On 30 June 2007
A reflection on conversations with my spiritual guide on 30 June 2007
1. On the Rule of Life
A community of people sharing life together in commitment to the Kingdom should not be too impetuous in setting out its rule of life. The focus of the community should rest on its concrete sharing of life together on a daily basis.
From this daily sharing of life will eventually emerge a pattern, a settledness, a stability with which the community exists and regulates itself. The collation of words that we gradually find to describe this daily pattern of stability is that which we call the rule of life.

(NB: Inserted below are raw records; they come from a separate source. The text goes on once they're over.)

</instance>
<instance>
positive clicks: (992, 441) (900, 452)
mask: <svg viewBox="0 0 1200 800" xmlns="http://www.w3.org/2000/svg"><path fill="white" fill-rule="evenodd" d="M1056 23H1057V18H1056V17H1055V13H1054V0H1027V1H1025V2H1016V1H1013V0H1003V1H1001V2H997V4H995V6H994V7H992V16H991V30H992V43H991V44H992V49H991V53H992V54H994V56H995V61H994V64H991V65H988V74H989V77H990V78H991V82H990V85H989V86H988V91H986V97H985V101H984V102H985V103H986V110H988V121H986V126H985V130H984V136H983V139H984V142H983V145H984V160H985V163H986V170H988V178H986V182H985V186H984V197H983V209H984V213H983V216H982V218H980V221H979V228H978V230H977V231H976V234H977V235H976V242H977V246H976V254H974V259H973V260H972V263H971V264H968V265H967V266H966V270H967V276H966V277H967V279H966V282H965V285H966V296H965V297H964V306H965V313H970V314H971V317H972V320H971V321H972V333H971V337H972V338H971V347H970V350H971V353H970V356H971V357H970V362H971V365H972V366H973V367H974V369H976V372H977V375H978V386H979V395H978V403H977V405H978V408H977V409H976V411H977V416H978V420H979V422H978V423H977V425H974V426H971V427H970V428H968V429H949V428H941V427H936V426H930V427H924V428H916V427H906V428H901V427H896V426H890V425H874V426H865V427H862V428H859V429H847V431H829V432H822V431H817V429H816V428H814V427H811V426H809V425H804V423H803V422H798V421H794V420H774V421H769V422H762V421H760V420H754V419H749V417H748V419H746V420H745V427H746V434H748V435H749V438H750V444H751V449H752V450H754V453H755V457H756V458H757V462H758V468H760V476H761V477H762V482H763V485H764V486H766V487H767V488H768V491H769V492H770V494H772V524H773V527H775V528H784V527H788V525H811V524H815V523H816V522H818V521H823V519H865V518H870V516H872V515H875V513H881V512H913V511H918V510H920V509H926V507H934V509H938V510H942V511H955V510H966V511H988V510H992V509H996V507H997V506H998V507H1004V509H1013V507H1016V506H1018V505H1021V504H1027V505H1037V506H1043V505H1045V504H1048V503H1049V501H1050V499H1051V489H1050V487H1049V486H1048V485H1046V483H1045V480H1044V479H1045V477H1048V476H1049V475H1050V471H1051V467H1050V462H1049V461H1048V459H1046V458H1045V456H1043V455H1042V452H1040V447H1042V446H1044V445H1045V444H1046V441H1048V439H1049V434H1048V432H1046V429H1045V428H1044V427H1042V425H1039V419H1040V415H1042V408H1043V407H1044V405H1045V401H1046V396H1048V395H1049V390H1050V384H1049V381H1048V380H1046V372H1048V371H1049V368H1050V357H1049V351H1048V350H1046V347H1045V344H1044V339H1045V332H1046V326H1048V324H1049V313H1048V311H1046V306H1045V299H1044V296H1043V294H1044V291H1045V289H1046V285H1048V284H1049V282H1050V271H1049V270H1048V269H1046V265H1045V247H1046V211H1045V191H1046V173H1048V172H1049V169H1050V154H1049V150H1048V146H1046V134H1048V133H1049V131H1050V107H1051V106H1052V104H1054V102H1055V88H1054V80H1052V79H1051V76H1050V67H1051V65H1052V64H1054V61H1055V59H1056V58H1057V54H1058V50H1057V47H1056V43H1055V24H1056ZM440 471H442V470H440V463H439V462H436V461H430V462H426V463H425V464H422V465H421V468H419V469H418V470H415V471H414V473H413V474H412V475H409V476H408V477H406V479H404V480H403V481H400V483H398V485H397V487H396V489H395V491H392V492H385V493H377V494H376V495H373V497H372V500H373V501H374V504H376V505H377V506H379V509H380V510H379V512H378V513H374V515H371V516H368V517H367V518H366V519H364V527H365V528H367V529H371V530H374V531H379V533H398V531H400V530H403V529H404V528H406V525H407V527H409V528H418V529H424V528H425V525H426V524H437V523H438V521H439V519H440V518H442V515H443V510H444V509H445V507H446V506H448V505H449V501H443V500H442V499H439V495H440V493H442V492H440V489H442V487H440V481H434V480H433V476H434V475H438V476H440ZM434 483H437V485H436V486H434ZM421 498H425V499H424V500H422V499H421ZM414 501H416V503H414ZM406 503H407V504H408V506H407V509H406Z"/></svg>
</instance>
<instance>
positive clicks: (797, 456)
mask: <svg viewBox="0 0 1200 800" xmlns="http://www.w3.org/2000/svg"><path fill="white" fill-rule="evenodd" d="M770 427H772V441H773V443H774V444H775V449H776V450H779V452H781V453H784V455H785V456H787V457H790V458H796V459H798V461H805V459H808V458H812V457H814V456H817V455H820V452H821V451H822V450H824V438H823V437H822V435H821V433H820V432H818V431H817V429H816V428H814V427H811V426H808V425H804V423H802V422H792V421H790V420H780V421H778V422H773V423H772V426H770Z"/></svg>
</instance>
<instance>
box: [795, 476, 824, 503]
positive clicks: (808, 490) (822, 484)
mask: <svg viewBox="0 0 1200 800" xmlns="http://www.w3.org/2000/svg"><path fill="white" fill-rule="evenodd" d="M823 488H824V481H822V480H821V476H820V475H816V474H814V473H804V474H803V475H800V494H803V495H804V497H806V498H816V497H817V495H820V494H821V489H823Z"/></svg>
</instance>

The rule of life cannot be externally imposed upon anyone who is not yet ready to accept it. Any new visitor spends a considerable season of time with the community as an observer and a learner. When the visitor finds himself attracted to the rule of life, it is for him to express a desire for a voluntary embrace of the community’s rule of life. Otherwise, the community continues to exist as a parable of the Kingdom for the visitor.
Upon the embrace of the community’s rule of life, the visitor becomes a brother. His life story becomes woven into the story of the community, integrating itself into the community’s being a parable.
2. On Speaking for the People of Asia
That which we know as Asian Theologies today has implicitly elitist undertones. They are written by people who have constructed theologies for the masses of Asia without first having consulted the masses. In thinking that they somehow know better, such theologies is written with the presupposition that they accurately reflect the struggle of the Asian peoples. No consent was sought from the masses to validate the written theology. In claiming their theologies to be liberating, they may have further marginalised those whom they sought to liberate.
A theology that is truly Asian would seek validation and legitimisation from the people it speaks about. Such a theology would take on a consultative tone and hopes to understand theologies that already form a part of the way the masses understand their world, and seeks to find the appropriate words to describe the experiences of the masses in as accurate a way as possible.
We need a new Asian theological method.